Вчера, позавчера… - Владимир Алексеевич Милашевский
Шрифт:
Интервал:
Я как-то зимой пришел к ним, несколько раньше положенного часа. Они встретили меня особенно восторженно и радостно. Точно ждали меня.
— О! Мы вам такой, Владимир Алексеевич, подарок приготовили, что всю жизнь помнить будете! Да! Вам не забыть этот сегодняшний день 17 декабря 1920 года.
Я страшно был заинтересован и заранее пришел в именинно-блаженное состояние. Мне торжественно была преподнесена вырезка из «Illustration» 1884 года.
— Это для вас! Мы как увидели ее… так сразу в один голос и воскликнули: «Ну! Это для Милашевского… В самый раз! Только „для него“ и только „по нему“. Женщина-тигр! Женщина-зверь! А бриллиантов-то сколько! А гордый и неприступный взгляд. Шея, плечи умопомрачающей „породности“. Царственная грудь, которой можно задушить! Ну как? Угадали!»
О! Вы не думайте, что изображения людей, портреты маслом, их фото и даже неприличные картинки не участвуют в жизни как некие активные существа! Они резко, зло, самым действенным образом входят в нашу жизнь, меняют ее течение, руководят судьбой. Это подчас трагическое вмешательство!
Я знал человека, которому попалась на глаза в отроческом возрасте фотография голой женщины в неприличной позе!

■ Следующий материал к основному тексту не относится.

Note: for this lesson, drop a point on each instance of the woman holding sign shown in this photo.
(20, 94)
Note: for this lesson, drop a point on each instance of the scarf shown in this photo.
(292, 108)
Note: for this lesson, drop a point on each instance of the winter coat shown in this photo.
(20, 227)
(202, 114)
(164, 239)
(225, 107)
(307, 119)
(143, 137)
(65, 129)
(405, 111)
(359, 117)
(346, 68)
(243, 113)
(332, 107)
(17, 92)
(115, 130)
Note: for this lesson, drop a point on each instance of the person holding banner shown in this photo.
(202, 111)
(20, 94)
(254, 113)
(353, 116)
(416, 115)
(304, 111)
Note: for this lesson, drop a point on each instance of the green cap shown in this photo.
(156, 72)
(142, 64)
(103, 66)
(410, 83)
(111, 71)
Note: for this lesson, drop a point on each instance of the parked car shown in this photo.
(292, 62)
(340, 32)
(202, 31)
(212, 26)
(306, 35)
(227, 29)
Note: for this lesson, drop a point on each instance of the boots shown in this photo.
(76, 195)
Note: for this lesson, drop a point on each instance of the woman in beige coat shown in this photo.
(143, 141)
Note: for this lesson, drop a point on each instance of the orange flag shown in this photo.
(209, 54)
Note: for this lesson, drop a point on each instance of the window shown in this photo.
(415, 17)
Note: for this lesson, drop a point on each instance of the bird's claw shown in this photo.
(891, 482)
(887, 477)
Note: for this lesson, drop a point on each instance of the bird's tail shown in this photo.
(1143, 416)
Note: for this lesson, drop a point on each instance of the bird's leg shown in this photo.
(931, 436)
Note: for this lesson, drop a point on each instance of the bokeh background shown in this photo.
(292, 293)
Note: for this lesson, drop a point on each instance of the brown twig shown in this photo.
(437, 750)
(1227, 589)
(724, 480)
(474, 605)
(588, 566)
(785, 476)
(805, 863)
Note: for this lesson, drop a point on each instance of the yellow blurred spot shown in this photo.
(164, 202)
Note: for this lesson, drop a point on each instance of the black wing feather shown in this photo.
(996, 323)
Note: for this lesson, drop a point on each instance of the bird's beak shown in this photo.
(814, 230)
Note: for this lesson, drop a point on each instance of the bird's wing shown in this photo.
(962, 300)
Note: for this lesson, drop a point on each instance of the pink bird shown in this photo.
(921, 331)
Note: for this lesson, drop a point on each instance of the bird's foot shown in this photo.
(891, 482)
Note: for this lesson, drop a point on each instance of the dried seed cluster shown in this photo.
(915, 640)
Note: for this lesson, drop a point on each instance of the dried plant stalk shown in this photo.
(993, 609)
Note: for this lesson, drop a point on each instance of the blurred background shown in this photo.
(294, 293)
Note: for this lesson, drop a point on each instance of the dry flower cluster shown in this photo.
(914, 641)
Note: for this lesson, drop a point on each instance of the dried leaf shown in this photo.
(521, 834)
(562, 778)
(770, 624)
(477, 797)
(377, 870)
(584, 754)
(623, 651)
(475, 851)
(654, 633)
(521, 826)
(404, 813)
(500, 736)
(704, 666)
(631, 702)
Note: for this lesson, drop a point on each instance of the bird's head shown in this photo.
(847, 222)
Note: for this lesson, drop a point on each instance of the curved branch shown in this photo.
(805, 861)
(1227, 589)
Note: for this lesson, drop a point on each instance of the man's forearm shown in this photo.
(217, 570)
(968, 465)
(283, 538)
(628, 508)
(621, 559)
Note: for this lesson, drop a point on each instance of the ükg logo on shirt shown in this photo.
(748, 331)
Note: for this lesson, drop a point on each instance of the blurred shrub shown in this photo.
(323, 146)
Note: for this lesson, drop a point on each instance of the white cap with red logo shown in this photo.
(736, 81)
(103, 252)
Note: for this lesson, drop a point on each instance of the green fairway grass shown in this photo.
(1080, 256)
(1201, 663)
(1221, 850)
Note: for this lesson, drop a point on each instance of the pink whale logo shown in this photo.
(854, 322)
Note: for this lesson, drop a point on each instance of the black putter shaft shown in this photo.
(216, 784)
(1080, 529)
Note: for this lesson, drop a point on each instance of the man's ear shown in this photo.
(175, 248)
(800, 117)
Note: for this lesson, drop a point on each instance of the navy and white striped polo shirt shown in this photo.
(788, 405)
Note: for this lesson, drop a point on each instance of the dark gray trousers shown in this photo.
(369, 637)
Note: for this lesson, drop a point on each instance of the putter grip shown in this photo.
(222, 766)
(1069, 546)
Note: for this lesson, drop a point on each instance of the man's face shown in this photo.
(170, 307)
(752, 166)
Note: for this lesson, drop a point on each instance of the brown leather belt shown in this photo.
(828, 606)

Так что же вы думаете? Он искал всю жизнь женщину, живую, точно напоминающую ту, что на мерзкой картинке. Он нашел ее… и женился! Этот брак был трагичен! Это фото, попавшееся тринадцатилетнему мальчишке, разбило всю его жизнь!
Нет, фотография бывает иногда страшнее по ее воздействию в жизни, чем портрет кисти великого художника! Особенно много можно прочесть на портретах с фотографий Крамского! О! Он первый «читатель» фотографий!

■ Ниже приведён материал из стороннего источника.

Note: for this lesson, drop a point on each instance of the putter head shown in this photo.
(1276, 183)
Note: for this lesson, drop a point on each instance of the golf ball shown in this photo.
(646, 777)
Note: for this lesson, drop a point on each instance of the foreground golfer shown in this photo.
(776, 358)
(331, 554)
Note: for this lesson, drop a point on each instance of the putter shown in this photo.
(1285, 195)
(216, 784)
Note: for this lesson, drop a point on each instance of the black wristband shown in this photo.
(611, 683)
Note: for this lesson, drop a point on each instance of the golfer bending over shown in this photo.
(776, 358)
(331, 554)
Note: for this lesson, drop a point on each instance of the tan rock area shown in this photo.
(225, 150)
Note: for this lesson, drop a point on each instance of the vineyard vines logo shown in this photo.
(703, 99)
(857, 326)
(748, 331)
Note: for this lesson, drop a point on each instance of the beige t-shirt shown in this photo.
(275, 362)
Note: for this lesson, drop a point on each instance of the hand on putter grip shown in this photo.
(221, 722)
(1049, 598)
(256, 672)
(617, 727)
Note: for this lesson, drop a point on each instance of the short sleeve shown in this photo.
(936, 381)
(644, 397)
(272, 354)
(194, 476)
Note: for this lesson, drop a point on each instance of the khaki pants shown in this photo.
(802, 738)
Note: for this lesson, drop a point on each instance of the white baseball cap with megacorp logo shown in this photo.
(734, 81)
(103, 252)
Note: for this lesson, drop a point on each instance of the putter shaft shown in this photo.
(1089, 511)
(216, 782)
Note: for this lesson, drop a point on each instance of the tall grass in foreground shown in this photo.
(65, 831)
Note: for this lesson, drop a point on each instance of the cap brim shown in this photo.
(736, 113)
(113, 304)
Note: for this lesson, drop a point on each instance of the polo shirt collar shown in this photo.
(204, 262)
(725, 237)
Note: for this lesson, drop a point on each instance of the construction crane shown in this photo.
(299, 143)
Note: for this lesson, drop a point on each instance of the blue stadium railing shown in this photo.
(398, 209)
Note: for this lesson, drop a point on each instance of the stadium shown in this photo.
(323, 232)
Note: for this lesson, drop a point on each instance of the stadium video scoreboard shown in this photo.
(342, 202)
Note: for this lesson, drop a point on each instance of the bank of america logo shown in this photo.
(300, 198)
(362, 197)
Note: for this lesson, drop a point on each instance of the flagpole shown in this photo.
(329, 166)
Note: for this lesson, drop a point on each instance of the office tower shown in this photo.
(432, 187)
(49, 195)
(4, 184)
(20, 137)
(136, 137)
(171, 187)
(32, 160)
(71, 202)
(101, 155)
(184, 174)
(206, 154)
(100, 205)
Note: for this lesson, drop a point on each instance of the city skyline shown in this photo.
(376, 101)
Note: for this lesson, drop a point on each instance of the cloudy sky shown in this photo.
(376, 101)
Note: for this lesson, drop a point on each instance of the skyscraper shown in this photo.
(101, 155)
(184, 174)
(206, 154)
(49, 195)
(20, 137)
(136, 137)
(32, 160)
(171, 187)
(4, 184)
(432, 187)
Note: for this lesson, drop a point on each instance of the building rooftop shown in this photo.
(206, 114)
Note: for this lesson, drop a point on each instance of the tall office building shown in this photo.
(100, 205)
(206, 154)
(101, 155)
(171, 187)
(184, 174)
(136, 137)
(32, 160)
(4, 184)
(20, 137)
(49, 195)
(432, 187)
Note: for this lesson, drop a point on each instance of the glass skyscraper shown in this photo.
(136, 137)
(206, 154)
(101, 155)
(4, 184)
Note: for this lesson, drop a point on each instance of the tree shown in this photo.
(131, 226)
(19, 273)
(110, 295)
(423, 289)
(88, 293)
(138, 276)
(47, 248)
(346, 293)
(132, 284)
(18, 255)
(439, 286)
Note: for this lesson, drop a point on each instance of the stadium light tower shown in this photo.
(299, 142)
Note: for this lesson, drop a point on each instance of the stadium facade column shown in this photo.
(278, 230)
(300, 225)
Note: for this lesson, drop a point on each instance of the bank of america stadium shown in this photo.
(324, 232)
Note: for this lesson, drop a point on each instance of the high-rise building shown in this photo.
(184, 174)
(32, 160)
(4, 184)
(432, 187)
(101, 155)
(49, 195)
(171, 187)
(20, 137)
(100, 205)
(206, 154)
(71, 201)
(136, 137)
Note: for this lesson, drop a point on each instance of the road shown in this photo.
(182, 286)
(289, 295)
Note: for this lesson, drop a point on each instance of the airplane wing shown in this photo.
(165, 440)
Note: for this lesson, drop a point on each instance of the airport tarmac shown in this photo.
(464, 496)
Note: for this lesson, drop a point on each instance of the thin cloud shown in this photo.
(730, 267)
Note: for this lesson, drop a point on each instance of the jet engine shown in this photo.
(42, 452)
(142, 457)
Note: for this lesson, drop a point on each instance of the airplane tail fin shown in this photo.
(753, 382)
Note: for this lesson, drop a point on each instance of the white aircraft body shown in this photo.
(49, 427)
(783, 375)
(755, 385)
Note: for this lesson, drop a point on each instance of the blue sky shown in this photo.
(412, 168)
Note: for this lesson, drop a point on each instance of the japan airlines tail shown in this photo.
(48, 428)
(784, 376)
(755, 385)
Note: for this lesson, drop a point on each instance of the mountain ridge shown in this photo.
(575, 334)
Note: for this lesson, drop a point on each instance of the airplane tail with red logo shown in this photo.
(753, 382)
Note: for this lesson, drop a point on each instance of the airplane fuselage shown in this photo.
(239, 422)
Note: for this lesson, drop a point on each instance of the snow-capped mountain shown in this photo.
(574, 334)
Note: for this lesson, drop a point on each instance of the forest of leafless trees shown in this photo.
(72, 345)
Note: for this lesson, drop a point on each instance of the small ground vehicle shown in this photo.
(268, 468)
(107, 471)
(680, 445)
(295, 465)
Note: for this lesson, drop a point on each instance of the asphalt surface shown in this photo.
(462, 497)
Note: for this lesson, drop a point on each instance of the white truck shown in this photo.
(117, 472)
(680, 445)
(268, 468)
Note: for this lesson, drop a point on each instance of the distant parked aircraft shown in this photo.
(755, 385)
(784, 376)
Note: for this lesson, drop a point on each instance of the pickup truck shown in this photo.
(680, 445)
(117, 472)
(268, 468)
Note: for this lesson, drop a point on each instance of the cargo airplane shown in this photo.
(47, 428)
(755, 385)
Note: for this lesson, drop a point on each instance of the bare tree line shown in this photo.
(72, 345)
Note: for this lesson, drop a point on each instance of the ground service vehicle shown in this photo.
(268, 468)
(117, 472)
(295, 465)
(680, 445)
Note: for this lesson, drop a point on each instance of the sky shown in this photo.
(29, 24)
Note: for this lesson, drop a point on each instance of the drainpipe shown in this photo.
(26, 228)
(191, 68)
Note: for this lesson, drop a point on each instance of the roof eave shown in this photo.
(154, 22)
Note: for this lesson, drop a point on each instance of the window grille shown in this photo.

Я стал всматриваться в эту герцогиню с нечеловечески «чужими» глазами. Взгляд, который мог выражать и чувственность, холодную, «крокодилью», и преступность!
— Да мне нравятся более нежные женщины, несколько хрупкие… блондинки с печальными глазами!
— Чушь! Ерунда! Вы сами себя не знаете! — закричали мои друзья в один голос. — Вот женщина для вас! Она не прочь позволить себя и хлыстом похлестать, а может быть, и вам от этого хлыстика достанется! Если… если… Вы окажетесь не тем, кого ей нужно! Наклеивайте на картон! Вешайте на стенку и смотрите на нее по утрам и отходя ко сну! «Она» — эта герцогиня придет к вам. Ведь и по гороскопу вашему видно, что у вас брак будет с титулованной особой и слава Придет к вам тогда, когда она вам будет не нужна! Увидите! Увидите! Все сбудется!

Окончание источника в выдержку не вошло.